Bagaimana idealnya hubungan cendekiawan vis a vis kekuasaan? Ada yang berpendapat, cendekiawan seharusnya tidak terlibat dalam kekuasaan. Yang lain melihat cendekiawan bisa berperan ganda; sebagai birokrat yang baik sembari tetap berperan sebagai intelektual yang jernih dan kritis. Namun, karena cendekiawan (intellectual) pada dasarnya lebih merupakan kapasitas dan kualitas ketimbang status dan posisi, cendekiawan dan kekuasaan sesungguhnya tidak perlu diposisikan kelewat dikotomis. Mengikuti Antony D. Smith (1981:109) yang melekatkan istilah intellectual untuk a type of personality and mental attitude, dapat dikatakan, kecendekiaan adalah kapasitas pribadi yang bisa dimiliki siapa pun sekaligus akumulasi peran seseorang di bidang-bidang non-intelektual, termasuk birokrasi.

Dengan alur argumen demikian, seorang cendekiawan takperlu dianggap kehilangan kecendekiaan hanya karena dia memegang kekuasaan formal dalam masyarakat. Banyak tokoh dalam pentas politik nasional yang bisa dijadikan contoh di mana peran cendekiawan dan negarawan terpadu secara harmonis. Sebutlah misalnya Mohammad Hatta, Haji Agus Salim, Muhammad Natsir, Soejatmoko, Mukti Ali, Emil Salim, Munawir Sjadzali, Quraish Shihab, dll. Tulisan ini berupaya menunjukkan beberapa contoh peran cendekiawan dalam kekuasaan politik di Sulawesi Selatan di masa lampau sebagaimana terlihat dalam konsep “topanrita.”

Secara etimologis, to panrita berarti orang yang menyaksikan. Kata panrita bisa berarti keahlian teknis, seperti tercermin dari ungkapan panrita lopi (ahli pembuat perahu). Walau setahu saya belum ada penelitian semantik atas konsep ini, saya menduga kata topanrita memiliki nisbah epistemologis dengan --jika bukan elaborasi dari-- kata Sanskerta ‘pandita,’ yang agaknya juga melahirkan kata ‘pendeta.’ Faktanya, dalam satu dan lain hal, sosok seorang pandita memang identik dengan peran sosok topanrita dalam masyarakat Bugis-Makassar. Menurut Mochtar Pabottingi, seorang cendekiawan asal Sulsel, topanrita adalah orang yang bersaksi, melihat dan menyimak atas suatu keadaan dan menyatakan keadaan sebenarnya. Di sini, topanrita bukan saja berperan sebagai pengamat yang objektif atas keadaan di sekitarnya, tapi juga memberi penilaian, kritik dan pertimbangan atas suatu keadaan.
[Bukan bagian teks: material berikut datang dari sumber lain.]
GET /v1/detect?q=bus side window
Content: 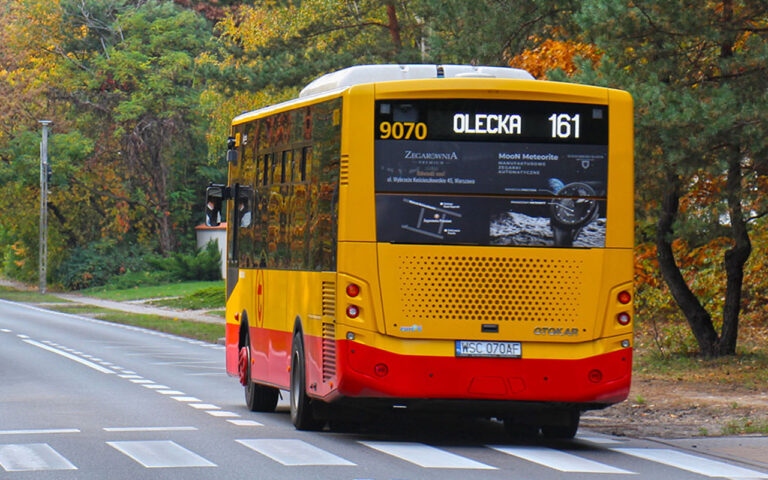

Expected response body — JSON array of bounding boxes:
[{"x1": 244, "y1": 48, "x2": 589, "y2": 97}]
[
  {"x1": 300, "y1": 147, "x2": 312, "y2": 182},
  {"x1": 269, "y1": 153, "x2": 277, "y2": 185},
  {"x1": 261, "y1": 153, "x2": 269, "y2": 185},
  {"x1": 280, "y1": 150, "x2": 291, "y2": 183}
]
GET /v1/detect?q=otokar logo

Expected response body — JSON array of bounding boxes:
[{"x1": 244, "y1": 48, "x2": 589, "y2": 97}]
[
  {"x1": 400, "y1": 325, "x2": 423, "y2": 332},
  {"x1": 533, "y1": 327, "x2": 579, "y2": 337}
]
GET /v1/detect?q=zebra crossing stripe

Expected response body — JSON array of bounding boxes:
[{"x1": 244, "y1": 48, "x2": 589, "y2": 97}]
[
  {"x1": 360, "y1": 442, "x2": 496, "y2": 470},
  {"x1": 107, "y1": 440, "x2": 216, "y2": 468},
  {"x1": 488, "y1": 445, "x2": 635, "y2": 474},
  {"x1": 611, "y1": 448, "x2": 768, "y2": 479},
  {"x1": 0, "y1": 443, "x2": 77, "y2": 472},
  {"x1": 235, "y1": 438, "x2": 355, "y2": 467}
]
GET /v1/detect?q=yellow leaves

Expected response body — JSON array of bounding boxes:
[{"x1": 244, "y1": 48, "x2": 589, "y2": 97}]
[{"x1": 509, "y1": 37, "x2": 602, "y2": 79}]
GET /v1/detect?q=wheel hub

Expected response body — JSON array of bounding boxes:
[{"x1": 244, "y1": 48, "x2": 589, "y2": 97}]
[{"x1": 237, "y1": 347, "x2": 250, "y2": 386}]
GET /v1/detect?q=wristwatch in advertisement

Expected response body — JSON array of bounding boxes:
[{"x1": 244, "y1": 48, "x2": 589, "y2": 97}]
[{"x1": 549, "y1": 182, "x2": 598, "y2": 247}]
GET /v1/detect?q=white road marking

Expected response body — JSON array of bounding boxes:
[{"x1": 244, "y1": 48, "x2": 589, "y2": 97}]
[
  {"x1": 0, "y1": 428, "x2": 80, "y2": 435},
  {"x1": 104, "y1": 427, "x2": 197, "y2": 432},
  {"x1": 360, "y1": 442, "x2": 496, "y2": 470},
  {"x1": 189, "y1": 403, "x2": 221, "y2": 410},
  {"x1": 489, "y1": 445, "x2": 636, "y2": 474},
  {"x1": 24, "y1": 340, "x2": 115, "y2": 374},
  {"x1": 236, "y1": 438, "x2": 355, "y2": 467},
  {"x1": 0, "y1": 443, "x2": 77, "y2": 472},
  {"x1": 227, "y1": 419, "x2": 264, "y2": 427},
  {"x1": 576, "y1": 436, "x2": 624, "y2": 445},
  {"x1": 611, "y1": 448, "x2": 768, "y2": 479},
  {"x1": 171, "y1": 396, "x2": 202, "y2": 402},
  {"x1": 205, "y1": 410, "x2": 240, "y2": 418},
  {"x1": 107, "y1": 440, "x2": 216, "y2": 468}
]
Dengan makna ini, tidak berlebihan jika topanrita diidentikkan dengan konsep cendekiawan (intellectual) dalam terminologi modern.

Kualitas dan kapasitas utama topanrita bisa disimpulkan dari paseng (petuah) Ma'danrengnge ri Majauleng yang bernama La Tenritau: "Aja' nasalaiko acca sibawa lempu" (Janganlah engkau kehilangan kecakapan dan kejujuran). Yang dimaksud La Tenritau dengan acca, kemampuan mengerjakan semua pekerjaan dan menjawab semua pertanyaan serta kecakapan berkata-kata baik, logis dan lembut sehingga menimbulkan kesan baik pada orang lain. Sementara lempu' adalah pola pikir dan prilaku yang selalu benar, tabiat baik dan ketakwaan kepada Dewata Seuwae (Tuhan Yang Esa).

Dalam perspektif masyarakat Bugis-Makassar, integrasi kecerdasan dan kejujuran merupakan kualifikasi penting setiap calon pemimpin. Ketika ditanya Arumpone (Raja Bone) tentang pangkal kecerdasan (appongenna accae), Kajao La Liddong –seorang cendekiawan dan mahapatih raja Bone-- menjawab: “lempue’” (kejujuran). Kajao La Liddong juga menyebut kejujuran raja (komalempu’i Arung Mangkaue) sebagai salah satu di antara tellu tanranna nasawe ase (syarat keberhasilan panen). La Waniaga Arung Bila, cendekiawan Soppeng abad ke-16, berkata: “Temmate lempu’e mawatang sapparenna atongengengnge’” (Kejujuran akan terus hidup, tapi kebenaran sulit dicari).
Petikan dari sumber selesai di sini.